Where Sound Dissolves: A Conversation with Ashkan Layegh

What was the initial spark for the piece, and how did the concept of ‘ephemerality’ guide your process?

I think none of us can really deny the material truths of every single one of us: the fact that life eventually ends at a certain point, and the experience of owing a human body, and how this affects us. This is one thing we can all be certain exists. I’ve always been quite interested in exploring ideas of viscerality in my music, and see how much the physical material can make some sort of intimate relationship between the performers, my music, and also my audience. This has been always present in my work.

At the same time, I’ve been trying to acknowledge that this physicality eventually ends. My work can be put into certain blocks of time where we have very intense, consistent physical activities that’s happening, and then suddenly we cut and go to something else, and then we cut and get something else. But they recur. There is some sort of causality, as something moves from one thing to another to another, but also comes back in different juxtapositions. In that way the material is quite ephemeral: what you’re hearing now, you will definitely not hear 40 seconds later, but it will definitely recur.

How do cycles and self-reflexivity shape the piece?

A big part of why music is very much about cataloguing, how the systems of power try to catalogue our day-to-day life and to try to categorize it in ways that eventually fail – whether it’s gender, sexuality, race. This is something I’m deeply passionate about exploring, because today is this notion, tomorrow is another, and it always fails to encompass our collective existence.

I often like to explore these notions in my work as much as I can – not in a very explicit way, as in my text, but in the way the music works and sounds. The music gives you different possibilities, but it never gives you the ultimate possibility. The music is constantly trying to deny itself, deny the way it’s getting organized, and reorganize itself through these endless cycles. By the end, I think my audience would be quite perplexed to find that there’s no definite truth within the piece. I’m just trying to give them different possibilities for them to create whatever narrative they would like to create out of it.

The piece brings together three quartets (one instrumental, one jazz-based, and one visual). Can you talk about how these layers interact, and what audiences might expect to see as well as hear?

A string quartet is deeply rooted within the tradition of classical music and its performance practice as a chamber ensemble. My ensemble, of piano, electric bass, alto saxophone and drums, is also set up in the jazz tradition. Whether the music actually deals with jazz and classical music is another question, but certainly the instrumentation appears to be, and I was always quite interested to see how I can write a piece of music that is actually two different pieces in one.

The string quartet works completely independently on its own, and at the same time my quartet, the Phemo Quartet’s material, also works on its own.

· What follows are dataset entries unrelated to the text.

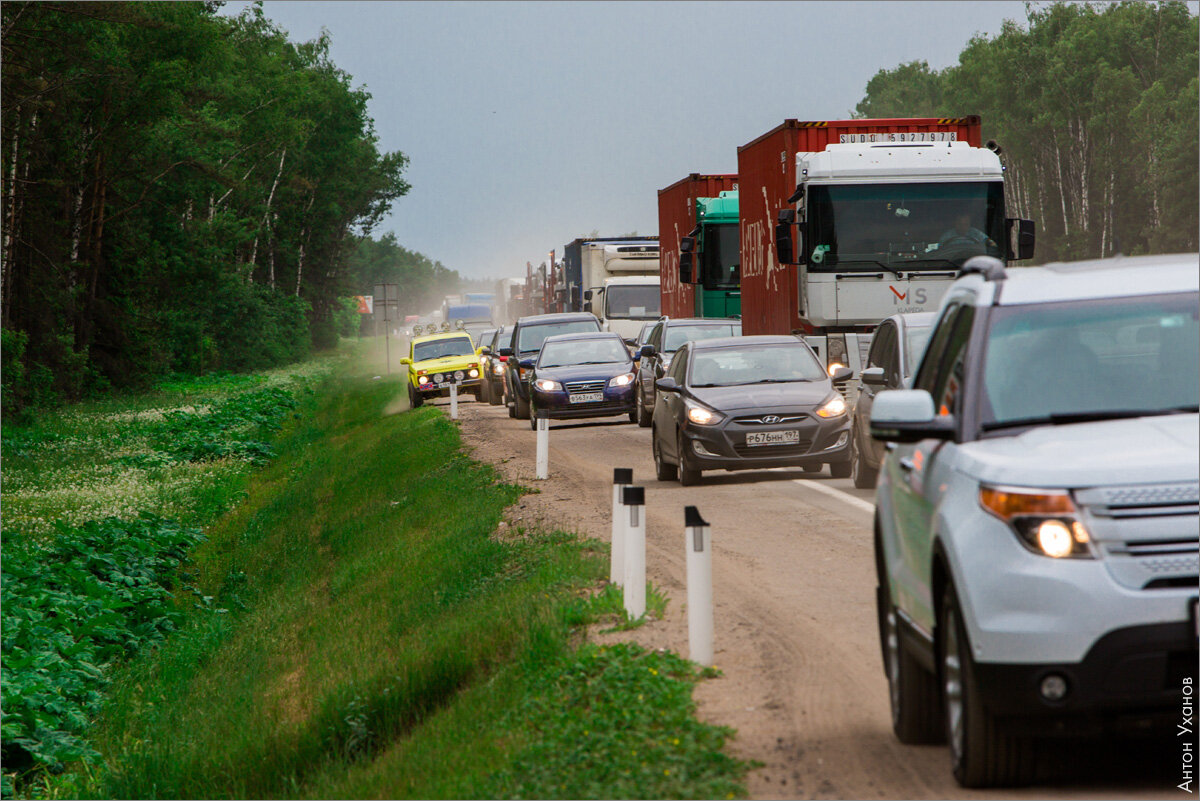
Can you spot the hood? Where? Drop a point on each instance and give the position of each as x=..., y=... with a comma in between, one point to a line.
x=1141, y=450
x=755, y=397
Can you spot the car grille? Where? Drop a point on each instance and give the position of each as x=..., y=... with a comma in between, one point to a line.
x=585, y=386
x=1147, y=534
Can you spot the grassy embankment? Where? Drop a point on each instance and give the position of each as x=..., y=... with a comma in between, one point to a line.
x=361, y=633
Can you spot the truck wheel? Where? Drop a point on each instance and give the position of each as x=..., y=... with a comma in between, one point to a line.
x=864, y=476
x=663, y=470
x=643, y=414
x=689, y=476
x=982, y=753
x=913, y=692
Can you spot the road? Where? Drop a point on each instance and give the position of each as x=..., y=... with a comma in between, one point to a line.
x=795, y=618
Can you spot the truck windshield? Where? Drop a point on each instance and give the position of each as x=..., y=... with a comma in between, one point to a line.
x=904, y=226
x=721, y=263
x=633, y=301
x=1098, y=357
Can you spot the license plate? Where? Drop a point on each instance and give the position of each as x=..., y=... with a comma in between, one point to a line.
x=773, y=438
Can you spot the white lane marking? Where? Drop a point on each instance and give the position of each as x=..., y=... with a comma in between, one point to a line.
x=857, y=503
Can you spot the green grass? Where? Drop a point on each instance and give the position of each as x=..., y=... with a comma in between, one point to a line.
x=358, y=632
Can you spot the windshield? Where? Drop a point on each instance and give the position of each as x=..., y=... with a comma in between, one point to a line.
x=633, y=301
x=439, y=348
x=677, y=335
x=754, y=365
x=721, y=256
x=531, y=337
x=909, y=226
x=583, y=351
x=1120, y=355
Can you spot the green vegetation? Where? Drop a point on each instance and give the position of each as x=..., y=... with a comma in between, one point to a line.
x=351, y=628
x=1096, y=108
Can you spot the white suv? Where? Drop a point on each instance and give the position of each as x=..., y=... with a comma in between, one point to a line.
x=1036, y=529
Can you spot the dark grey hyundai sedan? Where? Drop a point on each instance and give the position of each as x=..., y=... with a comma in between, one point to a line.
x=749, y=403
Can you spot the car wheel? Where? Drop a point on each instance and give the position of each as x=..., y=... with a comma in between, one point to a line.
x=689, y=476
x=982, y=753
x=912, y=691
x=863, y=475
x=663, y=470
x=643, y=415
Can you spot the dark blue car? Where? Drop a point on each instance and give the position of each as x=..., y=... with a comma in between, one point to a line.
x=582, y=375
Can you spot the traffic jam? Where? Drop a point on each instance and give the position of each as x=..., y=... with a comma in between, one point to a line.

The piece is two distinct quartets, but they somehow come on top of each other and try to make some sort of dialogue with each other. The dialogue is not one that you might expect – this is doing this, and the other one is doing that, and let’s see how I can relate that. The dialogue is very much about the dissociation between the two quartets. It’s seeing how we can write a piece that dissociates certain elements and explores the different qualities of both at the same time.

In the same manner, the visual is doing the same thing. I consider the visuals completely independent of the music, but at the same time very related to it. Both the music and the visuals follow the same structural patterns. The visuals also have four different elements, so it’s very much a quartet as well: visuals, illustrations, notes about the process of making the piece, and anecdotes about the piece. All these four work together in the same way that both quartets are dissociated, the visual material also gets dissociated.

There’s a strong crossover in this concert between jazz and classical composition. How do you approach improvisation and structure in your writing? Where do you draw the line, or do you prefer to blur it?

Improvisation somehow expresses a real form of creation in front of the eyes of the audience, and I think this is very important because most music we hear is normally composed, and then we are exposed to it. This is a spirit that is present in many different types of music. I am deeply into free jazz and free improvisation, and I quite often like to inject that spirit into my music, convincing the listener that what they’re hearing is a product of real improvisation, of real music-making in front of their eyes.

But since the music works in blocks and you don’t know what’s going to happen 40 seconds later, I suddenly cut. Then you find yourself in a completely new territory. You acknowledge that what we’re hearing was actually not a product of real creation, but an artificial imposition of improvisation.

How does it feel to have your piece premiered alongside a world-renowned artist like Marius Neset?

Marius is one of the key figures in European jazz, and it’s an absolute privilege for not just me, but also our ensemble, to share the stage with him on the same night. In terms of our music, Marius’ music is very much driven by European jazz and the European tradition of improvisation. In contrast, my music is very much coming from European composition tradition, but also my improvised background (apart from Persian music) is very much coming from American jazz. I think the audience will find it quite interesting to witness two different pieces that are trying to create a dialogue between two different traditions and two very different ways of thinking, and see how they can make certain connections between the traditions of their own.

Ephemerality and Recurrence premieres on Thursday 20 November at the Southbank Centre’s Queen Elizabeth Hall alongside Marius Neset’s Changes, as part of the EFG London Jazz Festival.